Ouve-se e lê-se que António Costa, depois de sete anos de governo, está cansado, o que explica os erros sucessivos por ele cometidos nos últimos tempos e as múltiplas trapalhadas com a gente que escolheu para com ele trabalhar. À primeira vista, é uma doutrina plausível. Eu, por exemplo, se ocupasse o cargo dele, ao segundo dia de ofício, depois de contemplar várias vezes a possibilidade do suicídio, já tinha decidido fugir para uma qualquer ilha perdida do Pacífico para não mais voltar a pôr os pés em Portugal. E mesmo criaturas mais resistentes acabam por esgotar as suas forças e desistir, depois de o tempo ter produzido o seu devido desgaste e o prazer no exercício da actividade ter desaparecido. Como diz a canção de Leo Ferré, avec le temps, va, tout s’en va, e chega um momento em que alors vraiment avec le temps on n’aime plus.

É, no entanto, inverosímil que tal tenha acontecido a António Costa. Até porque também se diz à boca cheia por aí que ele se encontra tomado por um novo amor que habita em Bruxelas. Ora, se é verdade que ninguém tem a obrigação de amar ninguém, também o é que ninguém tem de pedir desculpa por se apaixonar. Ainda para mais quando esse publicitado novo amor, dizem os boatos, parece, ó imensa felicidade!, ser correspondido. O que há então de mais natural que ele não se contente com breves e furtivos encontros lá na Europa e ambicione romper as amarras com o leito conjugal da pátria que já não o satisfaz e que, ainda por cima, o atormenta com queixumes sortidos e cenas feias em público? O que basta, basta, com raios e coriscos!

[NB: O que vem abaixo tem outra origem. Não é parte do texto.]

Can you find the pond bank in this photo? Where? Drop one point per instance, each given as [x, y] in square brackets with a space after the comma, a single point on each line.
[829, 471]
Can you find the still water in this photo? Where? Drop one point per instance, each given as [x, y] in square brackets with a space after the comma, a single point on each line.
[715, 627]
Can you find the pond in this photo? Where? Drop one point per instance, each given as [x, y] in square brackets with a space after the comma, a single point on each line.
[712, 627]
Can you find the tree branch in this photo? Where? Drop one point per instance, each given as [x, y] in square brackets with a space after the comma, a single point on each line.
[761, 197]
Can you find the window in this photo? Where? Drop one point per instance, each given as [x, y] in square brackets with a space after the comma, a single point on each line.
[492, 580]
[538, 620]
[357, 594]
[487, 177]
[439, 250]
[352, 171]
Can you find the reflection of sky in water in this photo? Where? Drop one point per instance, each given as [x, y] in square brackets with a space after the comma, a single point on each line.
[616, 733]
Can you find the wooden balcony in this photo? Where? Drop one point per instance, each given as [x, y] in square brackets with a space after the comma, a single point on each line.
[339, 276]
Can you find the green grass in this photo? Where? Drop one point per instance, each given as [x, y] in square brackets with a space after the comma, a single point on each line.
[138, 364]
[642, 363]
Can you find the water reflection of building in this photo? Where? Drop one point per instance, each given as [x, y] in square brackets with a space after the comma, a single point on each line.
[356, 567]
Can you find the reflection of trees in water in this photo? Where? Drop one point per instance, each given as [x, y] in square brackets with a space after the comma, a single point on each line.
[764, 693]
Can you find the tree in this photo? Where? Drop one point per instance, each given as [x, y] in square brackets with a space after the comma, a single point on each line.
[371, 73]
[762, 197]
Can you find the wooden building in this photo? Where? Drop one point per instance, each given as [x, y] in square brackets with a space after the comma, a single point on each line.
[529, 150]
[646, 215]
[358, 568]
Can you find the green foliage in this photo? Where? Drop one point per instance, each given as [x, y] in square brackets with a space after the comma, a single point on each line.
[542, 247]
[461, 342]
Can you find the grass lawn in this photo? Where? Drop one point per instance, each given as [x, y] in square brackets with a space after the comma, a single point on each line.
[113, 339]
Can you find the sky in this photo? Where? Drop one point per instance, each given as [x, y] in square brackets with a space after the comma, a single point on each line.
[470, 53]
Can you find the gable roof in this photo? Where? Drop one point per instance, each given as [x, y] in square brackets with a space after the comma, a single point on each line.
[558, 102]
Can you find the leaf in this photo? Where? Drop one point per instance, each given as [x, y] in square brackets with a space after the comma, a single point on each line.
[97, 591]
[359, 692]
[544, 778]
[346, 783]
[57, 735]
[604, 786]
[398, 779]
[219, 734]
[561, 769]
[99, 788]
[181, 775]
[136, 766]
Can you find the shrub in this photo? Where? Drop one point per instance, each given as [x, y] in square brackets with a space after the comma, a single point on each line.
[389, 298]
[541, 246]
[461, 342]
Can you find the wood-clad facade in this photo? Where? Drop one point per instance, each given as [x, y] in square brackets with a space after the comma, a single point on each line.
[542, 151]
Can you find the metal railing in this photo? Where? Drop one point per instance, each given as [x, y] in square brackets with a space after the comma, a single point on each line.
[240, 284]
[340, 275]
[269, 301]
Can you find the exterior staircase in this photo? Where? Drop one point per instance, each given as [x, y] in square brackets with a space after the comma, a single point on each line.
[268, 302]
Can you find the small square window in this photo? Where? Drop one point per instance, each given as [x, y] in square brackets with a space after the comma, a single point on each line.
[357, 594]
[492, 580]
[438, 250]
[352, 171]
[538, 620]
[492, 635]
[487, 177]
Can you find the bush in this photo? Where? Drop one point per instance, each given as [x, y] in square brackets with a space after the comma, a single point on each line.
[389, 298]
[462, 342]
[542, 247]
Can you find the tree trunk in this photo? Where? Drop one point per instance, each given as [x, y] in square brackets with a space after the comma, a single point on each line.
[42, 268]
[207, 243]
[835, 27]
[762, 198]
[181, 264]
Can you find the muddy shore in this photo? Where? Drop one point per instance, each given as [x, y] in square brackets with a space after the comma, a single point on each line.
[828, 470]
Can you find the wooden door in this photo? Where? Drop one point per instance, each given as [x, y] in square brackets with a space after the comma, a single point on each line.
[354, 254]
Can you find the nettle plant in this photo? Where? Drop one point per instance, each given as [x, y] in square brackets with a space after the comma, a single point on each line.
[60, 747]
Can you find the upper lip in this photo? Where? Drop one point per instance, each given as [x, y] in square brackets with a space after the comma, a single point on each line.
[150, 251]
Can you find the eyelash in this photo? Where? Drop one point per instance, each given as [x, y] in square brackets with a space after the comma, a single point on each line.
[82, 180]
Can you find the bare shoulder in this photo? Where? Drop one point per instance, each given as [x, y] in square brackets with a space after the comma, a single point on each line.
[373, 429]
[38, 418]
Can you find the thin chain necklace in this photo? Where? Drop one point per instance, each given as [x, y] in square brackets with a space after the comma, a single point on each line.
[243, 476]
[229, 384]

Dito isto, é, no entanto, possível que as presentes trapalhadas no governo tenham outra explicação menos envolta em amores e desamores. Ela resume-se talvez num verso célebre de Eliot: In my beggining is my end. O princípio de Costa no governo assentou numa mentira fundadora: a de que Pedro Passos Coelho havia sido o responsável pelas políticas ditadas pela troika a Portugal no período da “austeridade” e que a inocência do PS de Sócrates (e de Costa) nesse capítulo era pouco menos do que absoluta. Essa mentira – voluntária e consciente – esteve na base de uma série de mentiras consecutivas, como, por exemplo, a do “virar da página da austeridade”, e transformou uma eleição perdida numa eleição ganha, através do artifício da “geringonça”. Tais mentiras, e a desonestidade política que consubstanciam, nunca o incomodaram em nada. Pelo contrário: foram o combustível que lhe permitiu governar durante sete anos e até obter uma maioria absoluta. E tudo isso sem uma única ideia política digna desse nome: isto é, um projecto claro e definido para o país, fora de algumas noções apanhadas nos discursos de Bruxelas – “transição climática”, “transição digital”, etc. –, que ele papagueou como fórmulas encantatórias. Mas as mentiras, passado algum tempo, que pode ser longo, de gastas e esfarrapadas que são, tornam-se auto-destrutivas. Infiltram tudo o resto. Impedem uma política com um rumo coerente. As trapalhadas recentes do governo são o seu natural corolário: o resultado praticamente inevitável de se ter construído um edifício sobre bases falsas. “No meu princípio está o meu fim”, de facto. E não me venham, por favor, falar de “cansaço”. Porque é muito pior do que isso: é o atingir do limite de elasticidade de uma fórmula perversa que está à beira de se esgotar porque os seus próprios princípios a isso a conduziam.

À sombra deste edifício cada dia que passa mais periclitante florescem arranjinhos vários. É claro, dir-se-á, que eles florescem sob qualquer governo, por melhor que seja. É verdade. E seria bom que se percebesse que, para muitas pessoas, a corrupção é uma actividade natural. As pessoas não gostam todas do dinheiro da mesma maneira: a paixão crematística, por exemplo, não é universalmente partilhada. Além disso, o dinheiro não tem o mesmo significado para toda a gente: o que para uns é muito, para outros é pouco. E há as tais pessoas que não se preocupam excessivamente com os meios de o adquirir.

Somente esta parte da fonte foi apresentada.